That really is the key point - there are places where total automation makes sense, but not nearly as many as the people invested in/developing total automation would have us believe. In the vast majority of cases, using automation to *augment* humans is better - or at least, more cost-effective and predictable.
In a few years time you probably could design a totally automated sci-fi-future mass transit rail network that would operate as a completely closed system without any human intervention at all...but is that actually needed? Would the gains of such a system outweigh its costs? Or its opportunity costs, given all the cash it would require to develop and build could instead fund huge improvements to the current system?

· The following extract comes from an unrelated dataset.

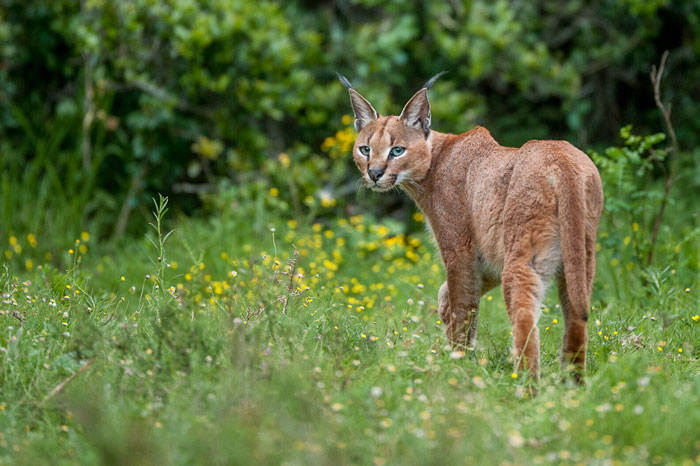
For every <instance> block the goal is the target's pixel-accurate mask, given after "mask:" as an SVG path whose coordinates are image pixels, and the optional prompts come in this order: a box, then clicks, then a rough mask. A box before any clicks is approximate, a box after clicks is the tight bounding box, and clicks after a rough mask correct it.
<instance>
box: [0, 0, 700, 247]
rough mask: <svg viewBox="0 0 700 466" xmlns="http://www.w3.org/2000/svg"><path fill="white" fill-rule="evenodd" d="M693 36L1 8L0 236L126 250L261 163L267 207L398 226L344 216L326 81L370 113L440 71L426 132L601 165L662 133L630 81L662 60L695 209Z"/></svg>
mask: <svg viewBox="0 0 700 466" xmlns="http://www.w3.org/2000/svg"><path fill="white" fill-rule="evenodd" d="M699 30H700V7H699V6H698V4H697V3H696V2H690V1H688V2H671V1H659V0H655V1H637V0H616V1H611V0H606V1H594V2H589V1H574V0H571V1H565V2H559V1H539V2H518V1H514V2H508V1H496V2H491V1H446V2H427V1H397V0H390V1H383V2H377V1H372V0H353V1H350V0H342V1H332V2H313V1H289V2H274V1H269V0H264V1H260V2H252V1H251V2H249V1H236V2H229V1H223V0H220V1H195V0H183V1H151V0H135V1H130V2H115V1H107V0H83V1H78V0H60V1H52V2H43V1H25V0H21V1H19V0H18V1H13V0H5V1H3V2H2V7H0V64H1V65H0V89H1V91H0V102H2V105H0V140H1V141H2V142H1V143H0V150H1V151H2V162H1V163H2V166H1V168H2V175H1V176H2V177H3V178H2V182H3V199H4V202H3V210H2V212H3V217H2V218H3V222H2V225H0V236H2V235H7V234H8V233H9V232H10V231H22V230H25V229H30V230H33V231H38V230H39V229H42V230H44V229H50V228H51V226H57V224H58V223H61V224H62V225H61V228H56V230H57V231H56V232H54V233H58V234H60V232H65V233H66V234H68V233H70V235H69V236H67V237H68V238H71V237H73V236H74V235H75V233H76V232H77V231H78V230H79V229H80V227H79V225H81V224H86V222H91V223H92V224H94V225H95V228H96V230H97V231H96V233H97V234H98V235H99V237H100V238H103V239H104V238H111V237H114V236H115V235H116V236H121V235H123V234H124V233H125V232H127V231H140V230H139V228H142V227H141V225H143V221H142V219H143V215H144V213H145V212H146V211H147V208H148V206H149V205H150V199H151V198H152V197H153V196H154V194H155V193H158V192H159V193H163V194H170V195H175V196H176V198H177V206H178V208H180V209H182V210H183V211H184V212H186V213H188V214H193V213H194V214H196V213H199V212H209V211H208V210H207V209H206V203H203V198H204V197H205V196H203V195H205V194H208V193H211V192H216V191H218V190H220V189H222V188H225V189H233V188H232V187H233V186H247V185H251V184H255V183H256V182H259V181H261V180H264V181H265V182H268V183H269V182H271V183H274V182H279V181H281V180H279V179H278V178H279V177H280V176H284V175H280V173H279V171H280V170H278V168H279V166H278V165H271V163H270V162H271V161H273V160H275V159H277V158H278V156H279V154H281V153H284V154H287V155H286V156H285V157H283V158H284V160H285V161H289V163H290V164H291V167H287V166H285V168H289V170H290V171H291V173H292V174H293V176H291V177H289V183H284V184H282V186H283V189H282V190H281V198H282V199H283V200H284V201H286V202H287V203H288V204H289V206H290V208H293V209H295V210H296V213H297V214H301V213H302V211H303V212H308V210H305V209H307V208H308V207H312V206H313V207H315V206H316V204H320V200H321V199H322V198H323V197H324V196H325V197H329V196H330V197H332V198H333V199H336V200H337V201H338V202H339V203H340V204H339V205H337V206H334V207H338V209H336V211H339V208H340V207H346V206H347V207H349V208H350V209H351V210H352V209H355V210H357V209H361V210H367V209H371V210H373V211H374V213H378V214H386V213H387V212H391V213H392V215H395V216H399V217H400V216H401V215H403V216H404V217H403V218H405V217H406V216H407V215H408V214H407V213H406V212H407V203H405V202H404V201H401V200H398V199H397V198H387V199H383V200H381V201H379V202H377V203H376V204H378V205H377V206H376V208H370V207H368V206H367V205H362V206H361V207H357V206H356V202H355V196H354V195H353V193H354V192H355V185H354V182H355V180H356V174H355V172H354V168H352V167H351V165H350V163H349V160H348V159H349V157H348V156H347V151H346V150H345V149H347V147H348V146H349V142H350V139H351V134H348V132H347V131H346V132H345V133H343V132H341V133H339V134H338V135H337V136H340V137H341V138H342V137H343V136H345V137H346V141H345V142H346V143H347V144H345V145H344V146H342V147H341V149H343V150H341V151H339V152H338V151H337V152H338V153H336V154H335V155H336V157H329V150H328V149H330V148H331V147H330V146H332V145H333V142H334V141H335V140H334V139H331V140H328V138H329V137H331V138H333V137H334V135H336V133H337V132H338V131H342V130H343V129H344V128H345V129H347V125H344V124H343V123H342V121H341V117H342V115H343V114H347V113H349V110H350V109H349V105H348V98H347V94H346V92H345V90H344V89H343V87H342V86H340V85H338V83H337V81H336V80H335V76H334V72H335V71H340V72H342V73H343V74H345V75H346V76H348V77H349V78H350V79H351V81H352V82H353V83H354V85H355V86H356V87H357V88H358V89H359V90H360V91H361V92H362V93H363V94H365V95H366V96H367V97H368V98H369V99H370V100H371V101H372V102H373V103H374V104H375V106H376V107H377V108H378V109H380V112H382V113H385V114H386V113H396V112H398V111H399V110H400V108H401V106H402V105H403V103H404V102H405V101H406V100H407V99H408V98H409V97H410V95H411V94H412V93H413V92H414V91H415V90H416V89H417V88H418V87H419V86H420V84H422V83H423V82H424V81H425V80H426V79H427V78H428V77H430V76H432V75H433V74H435V73H437V72H439V71H441V70H449V73H448V74H447V75H445V76H443V77H442V78H441V79H440V81H439V82H438V84H437V85H436V87H435V89H434V91H433V92H432V95H431V98H432V103H433V112H434V117H433V121H434V127H435V128H436V129H439V130H441V131H451V132H462V131H466V130H467V129H469V128H471V127H472V126H473V125H474V124H477V123H478V124H483V125H485V126H487V127H488V128H490V130H491V131H492V132H493V134H494V136H495V137H496V138H497V139H498V140H499V141H501V142H502V143H503V144H506V145H520V144H522V143H523V142H525V141H526V140H528V139H533V138H566V139H568V140H570V141H572V142H574V143H575V144H576V145H578V146H579V147H582V148H584V149H588V148H598V149H600V148H602V147H604V146H606V145H610V144H617V143H619V139H618V129H619V128H620V127H622V126H624V125H626V124H630V123H632V124H634V127H635V131H637V132H639V133H642V134H643V133H651V132H657V131H658V130H659V129H661V128H662V126H661V124H662V123H661V120H660V117H659V113H658V111H657V110H656V109H655V106H654V101H653V93H652V92H651V87H650V83H649V79H648V73H649V69H650V67H651V65H652V64H654V63H658V61H659V59H660V57H661V54H662V53H663V51H664V50H670V51H671V54H670V59H669V63H668V66H667V71H666V76H665V77H664V86H663V89H664V99H665V100H667V101H670V102H673V120H674V124H675V128H676V131H677V133H678V137H679V139H681V140H682V141H683V148H684V149H685V150H686V154H687V155H686V156H685V157H683V161H682V162H684V166H683V171H684V172H686V173H687V172H692V173H687V174H688V177H687V181H688V182H689V185H688V187H689V188H692V189H694V190H695V192H697V188H698V185H700V181H698V180H699V179H700V178H699V177H698V168H697V165H698V164H696V163H692V157H690V154H691V153H692V154H696V152H695V149H694V148H695V147H697V145H698V142H699V141H698V138H699V137H700V136H698V135H700V128H699V127H698V125H700V119H699V118H697V116H698V115H697V105H696V104H695V102H694V98H693V96H697V95H698V94H699V93H700V88H699V86H700V84H698V83H700V75H699V74H700V71H698V70H700V67H698V59H697V56H698V52H699V51H700V36H699V34H698V31H699ZM324 140H326V146H323V145H322V144H323V142H324ZM336 142H342V141H336ZM324 148H325V149H326V150H323V149H324ZM330 155H333V154H332V152H331V154H330ZM285 172H286V170H285ZM285 175H286V174H285ZM284 178H287V177H286V176H284ZM23 186H24V187H26V186H33V187H34V189H33V190H31V192H32V194H35V193H37V192H38V193H39V195H38V196H34V197H33V198H32V200H31V201H30V200H29V199H28V198H26V197H23V196H22V195H21V194H20V193H18V191H22V187H23ZM25 190H26V188H25ZM309 198H310V199H309ZM35 206H38V207H39V208H38V209H35V208H34V207H35ZM321 207H322V206H321ZM58 209H60V211H61V215H58V214H57V213H56V212H57V210H58ZM18 212H24V213H26V215H17V213H18ZM30 212H31V213H30ZM134 212H138V213H139V215H137V217H136V221H133V220H134V218H133V215H132V214H133V213H134ZM402 213H403V214H402ZM316 215H318V213H316Z"/></svg>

Full automation does have its place, but I think more often that not it's a big flashy distraction from more tangible improvements we could be making *now* without funnelling billions of public money into the pockets of our techbro overlords. Driverless cars could solve RTCs and congestion - or we could just make our cities more liveable and reduce car use. Driverless trains could address driver shortages and sparse timetables, but it would probably be cheaper to just hire a few more drivers and give them the pay & conditions they want(I note that even as China spent billions constructing brand new high speed rail, they still seemed to think it was more efficient to retrain rural *steam train* drivers to operate the new stock than to set the system up to be fully automated).
And if someone were to think it's unfair that train drivers can use their union to get better pay and conditions while most people are stuck in crappy jobs with no bargaining power, perhaps making efforts to change the latter would be better than playing Crabs In A Bucket over the former.